SOURCE: Contact Kiera Kelly at 773-531-3600 or email@example.com
HSAs in the Business Journals
I’m not sure that people need to know about the legislation in order to buy a product, but information is rolling out into the mainstream. Kent Hoover writes in a number of local business journals that Congress “established a new way for small businesses to obtain affordable health insurance” by enacting HSAs. He cites the National Small Business Association as saying high deductible premiums could be 40% cheaper, and “employers could use the savings on premiums to contribute to their employees’ HSAs and still end up paying less for health care coverage than they do now.” Of course he quotes the Center on Budget and Policy Priorities as arguing HSAs are only for the healthy and wealthy (yawn), but he also quotes me as saying, “The market is ready for this.”
“Return to Homeostasis” in Health Care?
Finally, in an article in “HealthLeaders” magazine, Brian Klepper of the Center for Practical Health Reform offers one approach to health care reform.

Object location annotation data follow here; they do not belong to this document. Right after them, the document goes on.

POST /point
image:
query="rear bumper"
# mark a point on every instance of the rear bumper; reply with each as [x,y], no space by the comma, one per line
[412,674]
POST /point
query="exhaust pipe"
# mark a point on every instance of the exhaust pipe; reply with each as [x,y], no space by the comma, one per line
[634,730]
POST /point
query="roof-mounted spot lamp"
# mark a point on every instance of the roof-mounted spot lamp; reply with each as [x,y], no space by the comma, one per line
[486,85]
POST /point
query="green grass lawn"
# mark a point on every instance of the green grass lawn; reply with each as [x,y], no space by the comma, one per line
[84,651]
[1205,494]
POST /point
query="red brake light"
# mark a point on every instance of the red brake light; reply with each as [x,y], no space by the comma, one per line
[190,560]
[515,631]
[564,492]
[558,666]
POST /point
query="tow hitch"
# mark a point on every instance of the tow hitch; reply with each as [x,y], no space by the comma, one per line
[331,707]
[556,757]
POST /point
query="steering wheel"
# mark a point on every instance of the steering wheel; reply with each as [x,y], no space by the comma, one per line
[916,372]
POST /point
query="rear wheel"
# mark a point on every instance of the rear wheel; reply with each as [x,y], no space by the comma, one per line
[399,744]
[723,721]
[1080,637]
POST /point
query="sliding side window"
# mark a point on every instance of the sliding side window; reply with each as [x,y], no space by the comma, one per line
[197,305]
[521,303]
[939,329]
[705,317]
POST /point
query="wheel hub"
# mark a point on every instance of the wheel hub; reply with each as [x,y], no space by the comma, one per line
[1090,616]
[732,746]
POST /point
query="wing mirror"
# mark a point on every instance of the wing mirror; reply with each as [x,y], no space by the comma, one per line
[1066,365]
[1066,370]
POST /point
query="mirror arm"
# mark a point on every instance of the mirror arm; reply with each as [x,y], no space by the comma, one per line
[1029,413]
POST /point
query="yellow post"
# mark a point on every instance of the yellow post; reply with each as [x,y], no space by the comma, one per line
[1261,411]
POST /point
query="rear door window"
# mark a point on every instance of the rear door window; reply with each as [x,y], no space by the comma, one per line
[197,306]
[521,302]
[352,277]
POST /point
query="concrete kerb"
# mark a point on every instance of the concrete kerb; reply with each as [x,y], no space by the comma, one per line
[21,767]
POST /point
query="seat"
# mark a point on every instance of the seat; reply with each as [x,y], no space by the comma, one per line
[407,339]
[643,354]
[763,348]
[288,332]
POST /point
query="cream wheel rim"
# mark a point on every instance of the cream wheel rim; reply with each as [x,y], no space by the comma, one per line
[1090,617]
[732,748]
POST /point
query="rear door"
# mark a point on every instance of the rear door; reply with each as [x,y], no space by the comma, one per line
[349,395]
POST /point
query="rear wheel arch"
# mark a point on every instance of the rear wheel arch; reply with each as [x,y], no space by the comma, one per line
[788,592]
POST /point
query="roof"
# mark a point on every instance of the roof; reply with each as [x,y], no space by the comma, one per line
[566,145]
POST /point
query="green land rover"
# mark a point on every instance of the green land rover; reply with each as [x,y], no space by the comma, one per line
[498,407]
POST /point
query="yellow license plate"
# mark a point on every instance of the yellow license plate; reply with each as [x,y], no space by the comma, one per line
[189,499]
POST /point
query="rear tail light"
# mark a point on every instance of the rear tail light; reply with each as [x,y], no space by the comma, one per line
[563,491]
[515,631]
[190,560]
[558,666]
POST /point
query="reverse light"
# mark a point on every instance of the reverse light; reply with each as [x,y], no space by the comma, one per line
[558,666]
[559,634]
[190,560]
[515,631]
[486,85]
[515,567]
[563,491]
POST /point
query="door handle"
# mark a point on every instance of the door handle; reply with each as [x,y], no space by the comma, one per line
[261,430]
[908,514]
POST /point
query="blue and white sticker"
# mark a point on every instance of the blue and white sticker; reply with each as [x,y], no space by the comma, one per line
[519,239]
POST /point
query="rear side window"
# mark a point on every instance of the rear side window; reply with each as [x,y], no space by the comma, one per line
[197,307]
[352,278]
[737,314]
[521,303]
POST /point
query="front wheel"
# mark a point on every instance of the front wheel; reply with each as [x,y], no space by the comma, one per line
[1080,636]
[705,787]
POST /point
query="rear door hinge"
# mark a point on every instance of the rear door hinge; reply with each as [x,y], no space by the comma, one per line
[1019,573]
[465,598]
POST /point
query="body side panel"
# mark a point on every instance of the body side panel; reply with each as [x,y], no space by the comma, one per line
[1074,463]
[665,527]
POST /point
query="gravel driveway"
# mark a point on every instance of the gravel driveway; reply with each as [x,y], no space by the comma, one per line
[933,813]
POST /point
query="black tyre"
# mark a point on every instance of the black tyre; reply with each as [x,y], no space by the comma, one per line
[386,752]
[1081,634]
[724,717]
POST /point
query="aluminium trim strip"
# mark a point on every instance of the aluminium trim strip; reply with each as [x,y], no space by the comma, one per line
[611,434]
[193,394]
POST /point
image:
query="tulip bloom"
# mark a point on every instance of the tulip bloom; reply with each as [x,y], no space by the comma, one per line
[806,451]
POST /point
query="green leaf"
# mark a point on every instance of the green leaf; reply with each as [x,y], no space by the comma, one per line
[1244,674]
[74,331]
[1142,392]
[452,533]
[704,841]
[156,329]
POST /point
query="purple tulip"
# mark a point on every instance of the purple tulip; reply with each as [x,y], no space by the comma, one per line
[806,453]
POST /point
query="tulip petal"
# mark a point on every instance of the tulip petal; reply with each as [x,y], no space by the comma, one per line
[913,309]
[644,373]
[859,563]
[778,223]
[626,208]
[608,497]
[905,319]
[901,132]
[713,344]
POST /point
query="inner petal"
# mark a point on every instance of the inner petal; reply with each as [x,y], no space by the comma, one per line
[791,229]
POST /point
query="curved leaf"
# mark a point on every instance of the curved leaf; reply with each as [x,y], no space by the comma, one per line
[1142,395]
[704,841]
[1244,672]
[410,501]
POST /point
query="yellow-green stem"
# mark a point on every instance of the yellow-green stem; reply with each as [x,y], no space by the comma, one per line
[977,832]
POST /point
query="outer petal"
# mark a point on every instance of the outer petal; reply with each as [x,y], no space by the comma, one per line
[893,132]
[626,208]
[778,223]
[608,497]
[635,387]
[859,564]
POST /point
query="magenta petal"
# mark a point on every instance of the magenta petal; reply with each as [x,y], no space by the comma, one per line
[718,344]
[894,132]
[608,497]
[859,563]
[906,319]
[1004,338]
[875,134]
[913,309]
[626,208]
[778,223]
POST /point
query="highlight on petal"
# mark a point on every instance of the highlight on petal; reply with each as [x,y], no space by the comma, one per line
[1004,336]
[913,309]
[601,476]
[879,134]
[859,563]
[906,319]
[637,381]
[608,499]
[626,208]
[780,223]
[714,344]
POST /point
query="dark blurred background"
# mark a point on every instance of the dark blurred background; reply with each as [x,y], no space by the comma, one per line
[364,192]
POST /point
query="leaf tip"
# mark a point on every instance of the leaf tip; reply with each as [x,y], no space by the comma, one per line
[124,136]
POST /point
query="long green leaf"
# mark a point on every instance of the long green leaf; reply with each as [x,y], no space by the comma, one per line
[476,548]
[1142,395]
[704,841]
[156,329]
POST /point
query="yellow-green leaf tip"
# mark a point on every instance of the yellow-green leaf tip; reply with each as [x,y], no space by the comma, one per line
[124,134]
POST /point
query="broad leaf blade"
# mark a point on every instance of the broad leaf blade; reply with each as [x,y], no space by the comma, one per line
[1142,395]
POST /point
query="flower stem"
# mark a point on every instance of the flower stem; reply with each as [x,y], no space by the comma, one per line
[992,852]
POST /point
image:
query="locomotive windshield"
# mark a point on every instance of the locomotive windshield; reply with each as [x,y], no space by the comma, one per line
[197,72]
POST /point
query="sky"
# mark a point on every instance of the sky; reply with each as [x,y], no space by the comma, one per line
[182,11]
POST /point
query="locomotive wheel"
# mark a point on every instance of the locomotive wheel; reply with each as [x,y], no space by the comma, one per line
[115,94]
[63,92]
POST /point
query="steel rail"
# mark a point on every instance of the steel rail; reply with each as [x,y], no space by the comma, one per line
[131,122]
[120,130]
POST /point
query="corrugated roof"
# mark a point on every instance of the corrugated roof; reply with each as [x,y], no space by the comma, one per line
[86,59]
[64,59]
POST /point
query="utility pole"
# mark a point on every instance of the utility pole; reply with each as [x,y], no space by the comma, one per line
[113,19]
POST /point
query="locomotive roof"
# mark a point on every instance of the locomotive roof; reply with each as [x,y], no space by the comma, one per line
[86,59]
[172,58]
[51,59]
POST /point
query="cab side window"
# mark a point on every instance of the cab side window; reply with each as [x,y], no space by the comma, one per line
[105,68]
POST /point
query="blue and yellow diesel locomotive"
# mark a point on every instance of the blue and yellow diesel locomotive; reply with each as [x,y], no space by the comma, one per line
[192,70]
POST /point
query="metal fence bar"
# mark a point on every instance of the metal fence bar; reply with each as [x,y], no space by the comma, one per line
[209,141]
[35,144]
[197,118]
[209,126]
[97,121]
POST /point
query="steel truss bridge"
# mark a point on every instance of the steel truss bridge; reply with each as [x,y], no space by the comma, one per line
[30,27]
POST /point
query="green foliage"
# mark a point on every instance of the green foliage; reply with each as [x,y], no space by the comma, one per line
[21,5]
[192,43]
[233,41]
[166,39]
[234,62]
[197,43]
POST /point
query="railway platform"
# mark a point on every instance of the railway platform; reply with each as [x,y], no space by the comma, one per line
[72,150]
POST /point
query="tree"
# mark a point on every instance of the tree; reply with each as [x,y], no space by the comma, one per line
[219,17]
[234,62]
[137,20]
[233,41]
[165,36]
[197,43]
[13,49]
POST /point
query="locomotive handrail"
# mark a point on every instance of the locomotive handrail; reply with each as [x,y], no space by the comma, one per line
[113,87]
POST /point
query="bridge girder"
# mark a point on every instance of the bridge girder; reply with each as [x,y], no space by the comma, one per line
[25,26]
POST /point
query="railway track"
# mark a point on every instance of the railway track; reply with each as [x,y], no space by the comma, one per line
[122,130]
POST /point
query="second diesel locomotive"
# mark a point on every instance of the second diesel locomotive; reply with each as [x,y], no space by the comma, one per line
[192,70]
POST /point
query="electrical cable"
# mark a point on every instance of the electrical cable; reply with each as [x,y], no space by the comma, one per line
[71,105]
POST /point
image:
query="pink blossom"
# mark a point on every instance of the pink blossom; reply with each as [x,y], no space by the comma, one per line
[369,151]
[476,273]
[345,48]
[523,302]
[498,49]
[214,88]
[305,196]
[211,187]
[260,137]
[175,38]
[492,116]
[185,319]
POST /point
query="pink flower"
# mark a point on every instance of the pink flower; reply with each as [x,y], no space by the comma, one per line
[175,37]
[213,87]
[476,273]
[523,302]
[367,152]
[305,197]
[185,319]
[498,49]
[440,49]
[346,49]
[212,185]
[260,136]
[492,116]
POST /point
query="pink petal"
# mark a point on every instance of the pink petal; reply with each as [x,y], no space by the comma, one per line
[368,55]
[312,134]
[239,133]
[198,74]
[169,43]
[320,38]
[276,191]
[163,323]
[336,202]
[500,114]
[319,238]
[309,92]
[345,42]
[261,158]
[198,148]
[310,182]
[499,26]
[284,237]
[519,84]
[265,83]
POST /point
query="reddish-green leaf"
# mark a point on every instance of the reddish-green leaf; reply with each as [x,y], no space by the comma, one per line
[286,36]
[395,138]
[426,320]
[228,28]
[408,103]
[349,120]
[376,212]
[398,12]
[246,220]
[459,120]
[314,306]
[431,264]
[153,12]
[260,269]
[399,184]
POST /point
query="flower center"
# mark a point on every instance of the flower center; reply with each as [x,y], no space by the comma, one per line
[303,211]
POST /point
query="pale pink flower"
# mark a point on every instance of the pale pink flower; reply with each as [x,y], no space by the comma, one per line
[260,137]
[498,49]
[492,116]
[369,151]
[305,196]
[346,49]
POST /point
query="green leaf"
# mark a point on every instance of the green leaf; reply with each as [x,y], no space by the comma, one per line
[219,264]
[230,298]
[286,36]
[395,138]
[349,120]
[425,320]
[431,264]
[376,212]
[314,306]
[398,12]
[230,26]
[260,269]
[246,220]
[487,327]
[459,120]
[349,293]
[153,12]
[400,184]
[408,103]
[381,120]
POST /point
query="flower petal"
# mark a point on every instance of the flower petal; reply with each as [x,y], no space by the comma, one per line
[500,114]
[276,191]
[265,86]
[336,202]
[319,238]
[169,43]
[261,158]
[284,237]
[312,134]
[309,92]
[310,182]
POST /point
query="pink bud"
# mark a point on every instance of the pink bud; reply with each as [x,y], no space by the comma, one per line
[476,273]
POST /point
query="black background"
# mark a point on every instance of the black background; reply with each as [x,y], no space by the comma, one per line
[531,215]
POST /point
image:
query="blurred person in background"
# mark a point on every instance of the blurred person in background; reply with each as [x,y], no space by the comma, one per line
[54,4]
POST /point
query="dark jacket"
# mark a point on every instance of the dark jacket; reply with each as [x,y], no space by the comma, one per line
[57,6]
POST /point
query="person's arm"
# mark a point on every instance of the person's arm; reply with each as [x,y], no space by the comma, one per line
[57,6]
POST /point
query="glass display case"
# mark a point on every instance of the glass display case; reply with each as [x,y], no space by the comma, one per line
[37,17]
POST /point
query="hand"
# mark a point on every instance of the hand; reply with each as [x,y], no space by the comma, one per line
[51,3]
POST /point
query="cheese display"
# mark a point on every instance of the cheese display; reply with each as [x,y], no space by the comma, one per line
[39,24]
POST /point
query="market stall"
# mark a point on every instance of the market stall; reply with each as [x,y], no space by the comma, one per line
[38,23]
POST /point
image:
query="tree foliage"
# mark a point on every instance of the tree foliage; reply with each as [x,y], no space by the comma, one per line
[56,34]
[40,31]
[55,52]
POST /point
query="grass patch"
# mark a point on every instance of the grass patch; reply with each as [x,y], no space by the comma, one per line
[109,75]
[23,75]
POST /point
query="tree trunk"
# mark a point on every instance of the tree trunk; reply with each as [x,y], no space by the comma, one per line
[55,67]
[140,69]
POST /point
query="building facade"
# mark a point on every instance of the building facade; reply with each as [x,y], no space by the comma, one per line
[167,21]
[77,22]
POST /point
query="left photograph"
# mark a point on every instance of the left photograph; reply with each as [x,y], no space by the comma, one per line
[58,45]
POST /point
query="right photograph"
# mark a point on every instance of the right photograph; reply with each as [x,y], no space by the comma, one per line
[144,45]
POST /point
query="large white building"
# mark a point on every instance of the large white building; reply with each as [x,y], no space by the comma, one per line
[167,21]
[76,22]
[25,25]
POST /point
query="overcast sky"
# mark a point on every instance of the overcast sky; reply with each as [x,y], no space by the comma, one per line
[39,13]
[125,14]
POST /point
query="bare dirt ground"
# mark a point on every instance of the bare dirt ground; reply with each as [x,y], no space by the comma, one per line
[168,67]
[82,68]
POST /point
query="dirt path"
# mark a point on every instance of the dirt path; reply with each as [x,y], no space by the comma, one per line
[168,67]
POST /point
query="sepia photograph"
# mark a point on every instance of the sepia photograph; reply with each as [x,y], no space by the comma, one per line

He rightfully points out that in today’s environment any of the “key constituencies” are able to veto any proposal that seems to threaten their interests. But “the imminent threat of market instability will cultivate a grudging new collaboration among historical adversaries … .” He argues that such a collaboration must embrace three characteristics: “They must be robust enough to actually return the healthcare marketplace to homeostasis … They must not favor any one group over another … They will likely not be embraced by key constituencies in normal times.” He says his organization, “representing virtually all healthcare practitioner perspectives,” has developed three principles that fit the criteria: 1. Universal coverage of basic care. 2. The use of “standardized management capabilities.” 3. “Rebalancing the healthcare liability system so patients are protected but the health system remains intact.” He says that “the Center has developed a simple resolution calling on Congress to immediately undertake national policy adjustment that would give expression to the principles outlined above.” Personally, I get a little nervous when the health care establishment “collaborates” to divvy up the $1.7 trillion pie, and “returning the healthcare marketplace to homeostasis” is about the very last thing we need to do.